Officer Who Shot Daunte Wright Grabbed Gun Instead of Taser, Bodycam Video Released

The police officer who fatally shot Daunte Wright, 20, during a traffic stop in Brooklyn Center, Minnesota Sunday mistakenly drew her handgun instead of a Taser, according to the police chief.

Officials released the body camera video of the incident Monday during a news conference.

On body camera video, the officer is heard shouting “taser, taser!” but was holding her handgun instead of a Taser. She then fired a single shot.

Brooklyn Center Police Chief Tim Gannon called it an “accidental discharge.” He said the female officer appeared to be intending to deploy her Taser, but instead pulled out her handgun and fired a shot, killing Wright.

Gannon said he was not aware of any weapon found in Wright’s car.

The incident started shortly before 2 p.m. on the 6300 block of Orchard Avenue. Officers stopped the vehicle for expired tabs. Once police learned the driver, Wright, had a warrant for a gross misdemeanor, they tried to arrest him, but he got back into his vehicle. At that point, the officer fired her gun, hitting Wright, who then drove several blocks before crashing into another car.

Wright was pronounced dead at the scene. A woman in the car was hurt in the crash but is expected to survive.

The Minnesota Bureau of Criminal Apprehension is investigating the deadly shooting. Additionally, Hennepin County Attorney Mike Freeman stated that any charging decision will be handled by the Washington County Attorney’s Office.

Gannon said it was his decision to release the body camera video right away, which the BCA does not condone.

“I felt the community needed to know what happened,” the chief said. “They needed to see it. I needed to be transparent and I wanted to be forthright and give respect to Daunte as well.”

Mayor Mike Elliot supports termination of officer

The officer who fatally shot Wright has not been formally identified, but the chief said she is a senior officer on the force. The officer is currently on administrative leave.

Mayor Mike Elliot said he supports firing the officer who shot Wright. Elliot said the city manager has control over the police department, not the mayor, but that the city council can take action as well.

Protesters gathered at the police department Sunday

As police left the scene of Sunday’s shooting around 8 p.m., protesters followed officers, moving from the area of 63rd Avenue North and Kathrene Drive to the Brooklyn Center Police Department on North Humboldt Avenue.

At the department, a group of people gathered on Humboldt and used garbage cans and other objects to create a makeshift barricade. Vehicles also blocked traffic as protesters gathered in the roadway to call for justice in the shooting.

Police used flash bangs and tear gas to disperse protesters.


In statements to Twitter Sunday, the Mayor of Brooklyn Center and the Governor of Minnesota both addressed the shooting.

In a tweet, Gov. Tim Walz said he is “closely monitoring” the situation and said he and his wife are “praying for Daunte Wright’s family as our state mourns another life of a Black man taken by law enforcement.”

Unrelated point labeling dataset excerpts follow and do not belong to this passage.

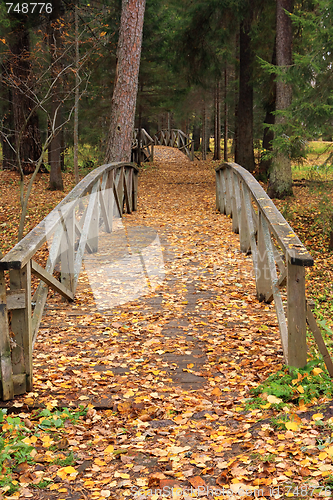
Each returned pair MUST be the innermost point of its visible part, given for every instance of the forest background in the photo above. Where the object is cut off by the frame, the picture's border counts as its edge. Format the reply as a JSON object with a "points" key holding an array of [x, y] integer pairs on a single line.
{"points": [[207, 67]]}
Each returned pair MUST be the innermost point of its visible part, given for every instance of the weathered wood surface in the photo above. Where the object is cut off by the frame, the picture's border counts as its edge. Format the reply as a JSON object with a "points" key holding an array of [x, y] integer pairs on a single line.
{"points": [[175, 138], [279, 257], [71, 229], [28, 246]]}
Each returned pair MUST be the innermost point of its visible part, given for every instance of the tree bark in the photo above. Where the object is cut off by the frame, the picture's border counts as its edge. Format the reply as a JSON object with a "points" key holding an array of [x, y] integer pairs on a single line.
{"points": [[55, 148], [126, 85], [280, 180], [268, 136], [27, 136], [244, 154], [217, 123]]}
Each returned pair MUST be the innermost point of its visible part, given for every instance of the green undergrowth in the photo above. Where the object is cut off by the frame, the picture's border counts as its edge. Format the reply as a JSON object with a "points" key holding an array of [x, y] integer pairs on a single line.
{"points": [[19, 435], [293, 386]]}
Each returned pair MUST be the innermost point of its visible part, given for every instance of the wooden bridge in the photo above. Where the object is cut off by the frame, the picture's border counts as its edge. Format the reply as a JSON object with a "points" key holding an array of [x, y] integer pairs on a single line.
{"points": [[143, 143], [73, 229]]}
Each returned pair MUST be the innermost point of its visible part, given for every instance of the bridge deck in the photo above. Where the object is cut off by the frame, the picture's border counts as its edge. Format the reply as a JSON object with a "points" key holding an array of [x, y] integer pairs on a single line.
{"points": [[184, 355]]}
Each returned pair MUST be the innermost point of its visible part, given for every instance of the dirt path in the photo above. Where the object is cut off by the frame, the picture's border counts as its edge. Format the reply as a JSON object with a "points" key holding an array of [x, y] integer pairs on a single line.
{"points": [[166, 375]]}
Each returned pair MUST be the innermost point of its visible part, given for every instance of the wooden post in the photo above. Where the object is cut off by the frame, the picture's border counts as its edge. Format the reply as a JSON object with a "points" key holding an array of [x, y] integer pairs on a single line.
{"points": [[236, 204], [67, 251], [21, 327], [5, 350], [228, 185], [94, 224], [263, 281], [296, 314], [244, 234]]}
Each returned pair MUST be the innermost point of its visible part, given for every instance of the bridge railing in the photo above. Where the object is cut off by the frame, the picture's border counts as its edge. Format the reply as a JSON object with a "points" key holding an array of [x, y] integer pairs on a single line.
{"points": [[70, 230], [175, 138], [279, 258]]}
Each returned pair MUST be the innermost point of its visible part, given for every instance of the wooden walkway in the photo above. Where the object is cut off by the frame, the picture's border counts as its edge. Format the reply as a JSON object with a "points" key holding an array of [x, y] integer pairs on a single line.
{"points": [[166, 375], [187, 333]]}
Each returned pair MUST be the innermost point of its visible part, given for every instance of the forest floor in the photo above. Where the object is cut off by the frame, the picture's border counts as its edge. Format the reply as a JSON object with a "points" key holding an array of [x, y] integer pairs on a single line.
{"points": [[157, 390]]}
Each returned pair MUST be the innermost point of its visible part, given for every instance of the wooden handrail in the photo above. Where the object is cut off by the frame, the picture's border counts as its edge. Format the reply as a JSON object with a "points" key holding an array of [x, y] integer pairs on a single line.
{"points": [[71, 229], [175, 138], [279, 257]]}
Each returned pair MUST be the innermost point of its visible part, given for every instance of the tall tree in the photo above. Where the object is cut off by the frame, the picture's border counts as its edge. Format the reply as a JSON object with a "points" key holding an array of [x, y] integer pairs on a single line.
{"points": [[280, 179], [55, 148], [244, 154], [126, 84]]}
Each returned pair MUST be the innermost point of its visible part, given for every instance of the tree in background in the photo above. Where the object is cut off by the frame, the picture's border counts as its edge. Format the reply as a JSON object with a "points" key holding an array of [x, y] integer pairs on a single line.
{"points": [[280, 179], [126, 85]]}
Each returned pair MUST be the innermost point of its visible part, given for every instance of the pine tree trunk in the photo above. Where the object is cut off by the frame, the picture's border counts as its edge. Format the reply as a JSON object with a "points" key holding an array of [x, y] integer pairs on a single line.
{"points": [[77, 95], [268, 136], [244, 154], [280, 180], [55, 148], [27, 136], [126, 85], [217, 123]]}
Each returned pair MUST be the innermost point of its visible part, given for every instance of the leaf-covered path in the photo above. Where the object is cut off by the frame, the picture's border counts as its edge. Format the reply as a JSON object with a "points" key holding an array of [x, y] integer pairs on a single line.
{"points": [[166, 376]]}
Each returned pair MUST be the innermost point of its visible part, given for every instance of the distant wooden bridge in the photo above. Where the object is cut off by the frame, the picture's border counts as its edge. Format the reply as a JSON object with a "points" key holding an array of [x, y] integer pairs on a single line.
{"points": [[72, 229], [143, 143]]}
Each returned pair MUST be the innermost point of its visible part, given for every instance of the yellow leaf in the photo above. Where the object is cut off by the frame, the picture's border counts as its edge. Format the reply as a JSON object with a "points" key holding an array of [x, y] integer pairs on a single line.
{"points": [[329, 451], [122, 475], [274, 400], [69, 469], [292, 426]]}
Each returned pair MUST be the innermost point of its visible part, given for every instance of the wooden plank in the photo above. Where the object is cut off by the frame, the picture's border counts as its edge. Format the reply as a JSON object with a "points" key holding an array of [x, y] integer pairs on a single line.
{"points": [[67, 251], [319, 339], [244, 235], [251, 230], [51, 281], [263, 282], [28, 246], [296, 313], [84, 235], [284, 234], [78, 231], [126, 193], [269, 259], [104, 213], [21, 326], [236, 210], [6, 368], [40, 296]]}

Mayor Mike Elliot called the shooting “tragic” and urged protesters to be peaceful in the aftermath. He also called on police to not use force against peaceful protesters.

The American Civil Liberties Union also issued a statement about the Brooklyn Center shooting Sunday, calling the details of the incident “troubling.”

“The ACLU of Minnesota calls for an immediate, transparent and independent investigation by an outside agency other than the Brooklyn Center Police or the BCA, and for the quick release of any bodycam footage. We call for the naming of all officers and agencies involved.”